Uber (and/or Lyft), Airbnb, Pinterest, and Slack are believed to be going public in 2019
- Combined, the four potential 2019 IPOs could reach valuation of $176 billion, almost twice as large as Facebook’s 2012 valuation
- 10,000 San Francisco based workers could be affected, which could have a notable impact on the Bay Area housing market
- Nevertheless, a company going public does not necessarily guarantee wealth for all of its employees
Bay Area housing market dynamics may be changing once again as a result of potentially large tech IPOs on the horizon. With Uber (and/or Lyft), Airbnb, Pinterest, and Slack all believed to be going public in 2019, their rumored IPO valuations would all rank among the 10 largest venture-backed IPOs since 2012, according to CBInsights and Figure 1. In fact, if Uber alone stands to its valuation at $120 billion, it would be bigger than Facebook’s $104.2 billion valuation in 2012. Combined, the four potential 2019 IPOs could reach valuation of $176 billion, almost twice as large as Facebook’s 2012 valuation.
However, even more importantly for the Bay Area, the headquarters of all four IPOs are in San Francisco. And, with Uber and Airbnb being among the largest employers in San Francisco, combined workforce of the four companies that could be affected by IPOs adds up to about 10,000 workers.

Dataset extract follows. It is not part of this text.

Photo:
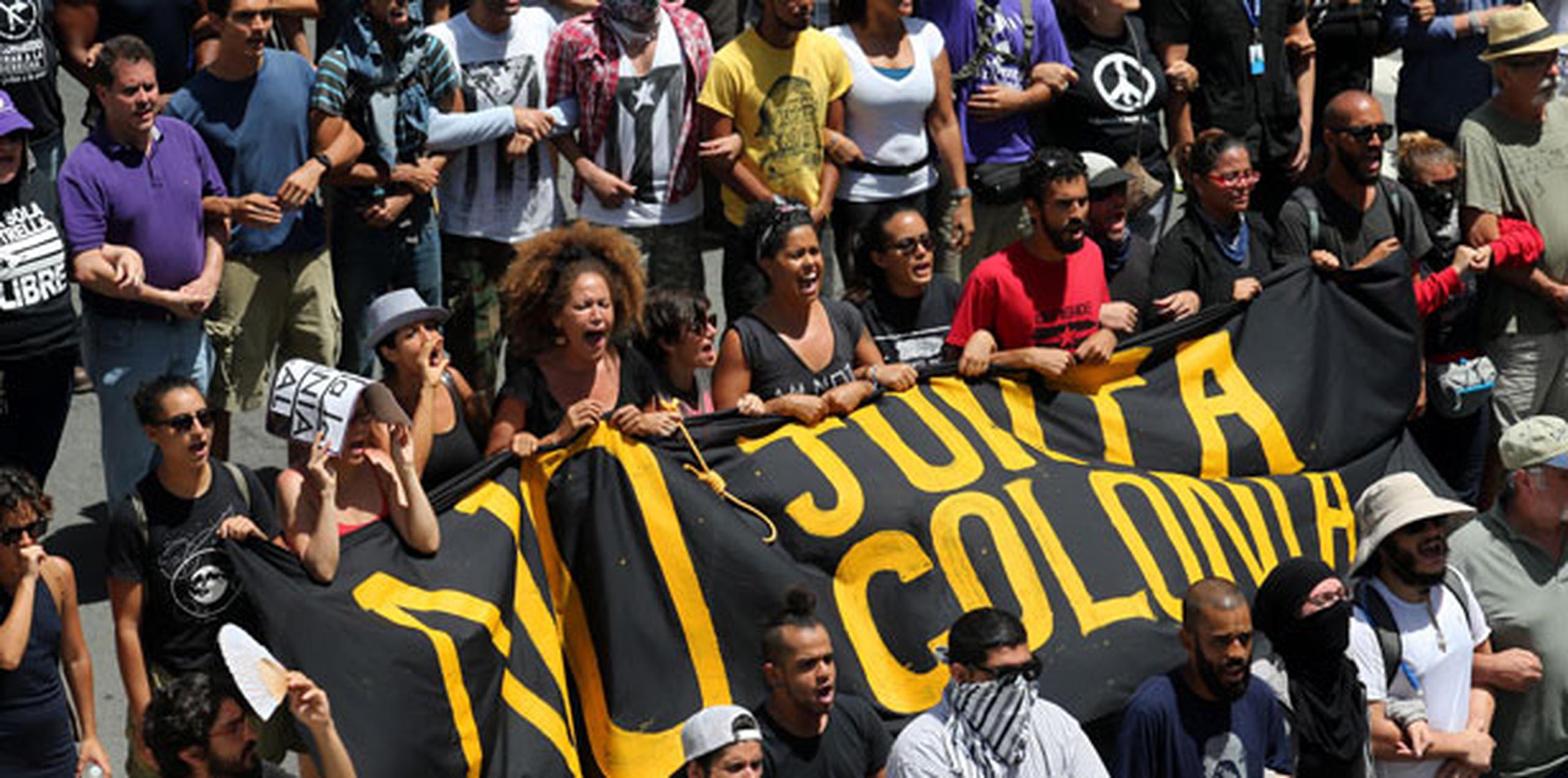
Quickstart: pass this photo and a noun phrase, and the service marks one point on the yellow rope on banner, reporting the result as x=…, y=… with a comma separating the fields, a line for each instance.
x=715, y=482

it is important to note that going public for companies in general does not necessarily guarantee wealth for all of its employees. Many factors govern how much money an employee makes from an IPO, including their tenure with a company, how many stock options or restricted stock units they received, when they can exercise their options and ultimately when they decide to sell. Also, different options have different stroke prices pegged to the company’s private market valuation at the time they joined. And, as noted above, employees are subject to an IPO lock-up period, which is a contractual restriction preventing insiders who acquired shares of a company’s stock before it went public from selling the stock for a stated period of time after it goes public, typically from 90 to 180 days after the date of the IPO. Importantly too, restricted stock units may be taxed at ordinary income rates, which can exceed 39 percent at the federal level, plus the applicable state taxes.

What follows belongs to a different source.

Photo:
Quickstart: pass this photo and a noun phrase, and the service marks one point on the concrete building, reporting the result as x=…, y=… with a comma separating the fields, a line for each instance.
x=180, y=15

Also, current housing market conditions are notably different than prior to the Facebook Effect in 2012. Most specifically, median home prices in the Bay Area now are about 2.2 times higher than they were at the beginning of 2012. And, buyers have already shown significant restraint leading to a jump in price reductions in recent months, as described in our recent analysis. But, if IPOs do come to fruition and there are some newly minted millionaires, Bay Area housing markets could have another renaissance.